1. Rise in Employment Component of ISM Non-Manufacturing

2. ADP Employment Change Rises to 5 Year High

3. Sharp Rise Consumer Confidence Index

4. Continuing Claims decline slightly

5. Challenger Job Cuts Fall by 27.6%

Arguments for Deterioration in Non-Farm Payrolls

1. 4 Week Average Jobless Claims Rises to 275K from 270K

2. Drop in Employment Component of Manufacturing

3. Small Drop University of Michigan Index

Meanwhile it is important to understand what is going on in the Chinese Yuan.
We’ve seen significant weakness in the currency since the IMF decided to include the Yuan in its SDR basket. With that big hurdle cleared China returned to its policy of keeping the Yuan weak because the economy was slowing faster than they anticipated. Yuan depreciation is a policy tool and the intervention that we saw overnight is a familiar tactic that also used in August after they devalued the currency by 2%. They ordered state run banks to buy the Yuan to drive out speculators. In terms of motivation, China is weakening the Yuan for a number of reasons – growth is slowing and currency weakness is consistent with monetary easing. They are also losing market share to neighboring countries and this is an attempt to help Chinese firms become more competitive. Of course this leads to a variety of consequences, the most significant of which is an intensification of the currency war. Other emerging market nations will be forced to respond with their own actions. It will also lead to more outflows and reduce the odds of more near term tightening by the Fed.

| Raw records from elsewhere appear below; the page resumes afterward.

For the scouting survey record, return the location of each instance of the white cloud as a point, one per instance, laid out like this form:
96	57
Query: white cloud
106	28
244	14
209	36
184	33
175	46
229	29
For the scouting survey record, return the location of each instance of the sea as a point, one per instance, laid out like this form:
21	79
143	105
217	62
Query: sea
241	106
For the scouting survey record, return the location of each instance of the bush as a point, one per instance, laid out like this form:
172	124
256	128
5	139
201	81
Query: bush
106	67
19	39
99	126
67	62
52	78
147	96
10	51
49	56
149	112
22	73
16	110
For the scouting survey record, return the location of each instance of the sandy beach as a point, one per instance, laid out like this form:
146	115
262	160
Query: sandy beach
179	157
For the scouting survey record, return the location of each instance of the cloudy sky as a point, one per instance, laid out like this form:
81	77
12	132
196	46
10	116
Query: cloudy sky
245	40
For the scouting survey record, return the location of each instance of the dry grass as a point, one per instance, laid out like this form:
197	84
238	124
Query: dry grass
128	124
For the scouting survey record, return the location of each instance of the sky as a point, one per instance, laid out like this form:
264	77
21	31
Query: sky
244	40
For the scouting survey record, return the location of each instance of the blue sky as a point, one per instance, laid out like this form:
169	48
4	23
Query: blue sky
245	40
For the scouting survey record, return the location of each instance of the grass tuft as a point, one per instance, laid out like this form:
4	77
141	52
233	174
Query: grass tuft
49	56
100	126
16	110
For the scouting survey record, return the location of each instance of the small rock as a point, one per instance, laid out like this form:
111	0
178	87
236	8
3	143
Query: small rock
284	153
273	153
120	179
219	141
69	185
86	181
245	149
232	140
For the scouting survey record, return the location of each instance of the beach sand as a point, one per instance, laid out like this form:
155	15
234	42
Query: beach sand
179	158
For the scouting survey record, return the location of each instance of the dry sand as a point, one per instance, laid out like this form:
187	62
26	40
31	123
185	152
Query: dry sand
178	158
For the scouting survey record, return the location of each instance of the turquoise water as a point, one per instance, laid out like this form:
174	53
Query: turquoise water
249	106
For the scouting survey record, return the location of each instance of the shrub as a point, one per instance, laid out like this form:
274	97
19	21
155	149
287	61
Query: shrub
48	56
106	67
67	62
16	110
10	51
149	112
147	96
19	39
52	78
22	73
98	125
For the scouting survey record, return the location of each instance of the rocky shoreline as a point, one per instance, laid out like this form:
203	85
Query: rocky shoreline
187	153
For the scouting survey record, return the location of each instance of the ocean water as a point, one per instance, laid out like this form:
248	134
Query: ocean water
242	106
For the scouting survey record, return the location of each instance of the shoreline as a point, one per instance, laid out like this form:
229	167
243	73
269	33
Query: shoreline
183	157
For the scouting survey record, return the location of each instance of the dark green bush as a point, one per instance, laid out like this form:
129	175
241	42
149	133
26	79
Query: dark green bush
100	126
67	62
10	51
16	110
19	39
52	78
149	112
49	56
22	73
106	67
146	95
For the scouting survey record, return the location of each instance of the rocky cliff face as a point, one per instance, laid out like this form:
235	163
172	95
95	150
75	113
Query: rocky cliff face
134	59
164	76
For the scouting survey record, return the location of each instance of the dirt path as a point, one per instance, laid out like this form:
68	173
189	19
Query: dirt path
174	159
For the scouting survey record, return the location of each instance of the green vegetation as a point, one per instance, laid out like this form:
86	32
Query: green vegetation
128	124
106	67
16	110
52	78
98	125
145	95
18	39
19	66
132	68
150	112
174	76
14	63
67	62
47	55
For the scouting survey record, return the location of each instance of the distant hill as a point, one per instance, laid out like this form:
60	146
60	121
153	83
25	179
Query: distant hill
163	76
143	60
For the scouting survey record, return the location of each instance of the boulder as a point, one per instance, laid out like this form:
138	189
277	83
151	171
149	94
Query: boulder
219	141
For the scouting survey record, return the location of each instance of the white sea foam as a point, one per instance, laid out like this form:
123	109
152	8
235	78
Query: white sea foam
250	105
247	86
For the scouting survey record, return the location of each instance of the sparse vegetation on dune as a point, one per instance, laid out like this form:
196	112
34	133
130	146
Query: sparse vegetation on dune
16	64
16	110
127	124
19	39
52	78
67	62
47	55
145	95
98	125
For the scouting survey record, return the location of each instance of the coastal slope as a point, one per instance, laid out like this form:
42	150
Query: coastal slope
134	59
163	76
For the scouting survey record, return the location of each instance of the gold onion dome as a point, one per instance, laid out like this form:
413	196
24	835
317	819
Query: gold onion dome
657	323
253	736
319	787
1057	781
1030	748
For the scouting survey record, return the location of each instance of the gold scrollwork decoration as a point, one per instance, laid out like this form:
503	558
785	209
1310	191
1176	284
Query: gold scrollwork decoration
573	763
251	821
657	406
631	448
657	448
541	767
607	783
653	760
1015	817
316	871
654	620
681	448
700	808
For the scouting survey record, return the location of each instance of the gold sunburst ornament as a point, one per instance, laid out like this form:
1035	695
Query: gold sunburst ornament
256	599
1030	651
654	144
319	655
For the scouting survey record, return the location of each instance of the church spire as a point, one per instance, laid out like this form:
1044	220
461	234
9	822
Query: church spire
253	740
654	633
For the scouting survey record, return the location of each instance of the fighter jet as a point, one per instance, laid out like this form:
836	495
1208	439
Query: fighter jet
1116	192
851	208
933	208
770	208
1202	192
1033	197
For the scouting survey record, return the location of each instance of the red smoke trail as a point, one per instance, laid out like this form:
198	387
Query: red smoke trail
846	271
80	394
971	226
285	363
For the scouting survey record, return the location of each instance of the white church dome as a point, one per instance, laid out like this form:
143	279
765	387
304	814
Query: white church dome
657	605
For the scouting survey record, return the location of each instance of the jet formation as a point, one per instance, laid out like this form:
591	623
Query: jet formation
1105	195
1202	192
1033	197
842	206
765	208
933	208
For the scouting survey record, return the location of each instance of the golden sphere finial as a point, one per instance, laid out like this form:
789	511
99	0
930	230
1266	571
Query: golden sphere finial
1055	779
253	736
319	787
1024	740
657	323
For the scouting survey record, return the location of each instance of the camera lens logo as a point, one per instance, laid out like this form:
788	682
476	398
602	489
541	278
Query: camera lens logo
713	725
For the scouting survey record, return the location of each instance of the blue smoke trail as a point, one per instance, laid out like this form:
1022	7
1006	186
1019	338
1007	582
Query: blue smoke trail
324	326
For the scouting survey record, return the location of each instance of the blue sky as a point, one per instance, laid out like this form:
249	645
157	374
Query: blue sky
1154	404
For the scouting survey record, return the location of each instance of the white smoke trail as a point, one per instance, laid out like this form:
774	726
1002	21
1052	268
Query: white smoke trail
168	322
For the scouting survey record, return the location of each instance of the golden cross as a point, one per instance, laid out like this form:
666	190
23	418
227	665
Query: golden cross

Oil prices continue to fall, dropping as low as $32.10 a barrel intraday. This combined with the sharp contraction in manufacturing activity drove USD/CAD to a fresh 12 year high. The IVEY PMI index slipped to 49.9, the lowest level since April. Looking beneath the hood however the deterioration was driven entirely by inventories as employment, supplier delivery and prices increased. Although this makes the report less discouraging, as long as oil prices continue to fall, the path of least resistance for the loonie will be lower. The 1.4190 is the first level of resistance followed by the 2000 swing low of 1.4290.

AUD/USD traded below 70 cents intraday while NZD/USD extended its losses. Tonight will be another busy one for Australia with retail sales and construction PMI scheduled for release. China’s troubles have hit the country hard and the currency is paying the price. The New Zealand dollar followed lower but its losses were modest in comparison.

Euro remains the most resilient of the bunch and one of the few major currencies to rise against the dollar and Yen. It rose 1% intraday to hit a high of 1.0909. Many investors may be surprised by the strength of the currency but money is flowing out of China and back into Europe. Euro has also been a funding currency of choice in recent months and the market meltdown has investors unwinding those positions. Eurozone data also continues to beat with Retail PMI and Confidence improving. The unemployment rate dropped to 10.5% from 10.6%, offsetting the larger decline in Eurozone retail sales in November. The upswing in the December retail PMI figures also offset the more dated retail sales report.

Finally Sterling fell to a fresh 5 year low versus the US. dollar despite higher house prices according Halifax but like the euro its losses were nominal because money is flowing back from China. UK trade numbers are scheduled for release tomorrow and given the drop in manufacturing activity, the trade deficit is likely to have widened in the month of November.